On January 6, 2021, the U.S. Capitol was breached for the first time since the War of 1812—not by a foreign army, but by Americans who refused to accept an election. They carried flags that said “Don’t Tread on Me” while trampling through the democratic process. It was not the end of something. It was the opening act.
Now in 2025, under a second Trump presidency and the guidance of Project 2025—a strategic policy playbook produced by the Heritage Foundation—the dismantling of American democracy has taken a quieter form. Less glass, more paper. Less riot, more regulation.
This isn’t hypothetical anymore. It’s the implementation stage.
“This isn’t politics as usual. It’s a slow dismantling of American freedom.” — Elizabeth Neumann, former DHS assistant secretary for counterterrorism, 2023
Project 2025 openly calls for purging federal civil servants, asserting unchecked presidential power, defunding the Department of Justice’s Voting Rights Section, and restructuring independent agencies to favor loyalists. Combined, it creates a path not just to consolidate power, but to manipulate future elections—including the 2026 midterms and the 2028 presidential race.

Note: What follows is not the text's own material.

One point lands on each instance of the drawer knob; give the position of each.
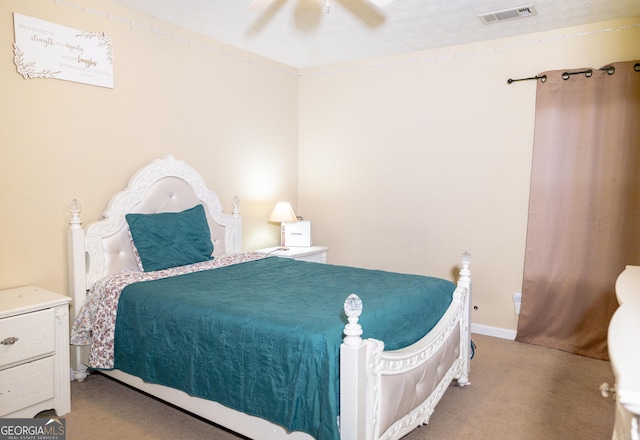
(9, 341)
(607, 390)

The threats are varied: delay or cancellation of elections under pretext of national emergency; surveillance or intimidation of voters; federalizing vote counts; delegitimizing results with preloaded fraud narratives; installing partisans in election offices. These are no longer fringe theories—they are outlined objectives.
But in New England, a region built on local governance, constitutional stubbornness, and civic habit, resistance remains not just possible, but powerful.
“The Constitution doesn’t enforce itself. People do.” — Sherrilyn Ifill, legal scholar
In this moment, state powers matter more than ever. Elections are administered locally—by town clerks, selectboards, and secretaries of state. Not by the White House.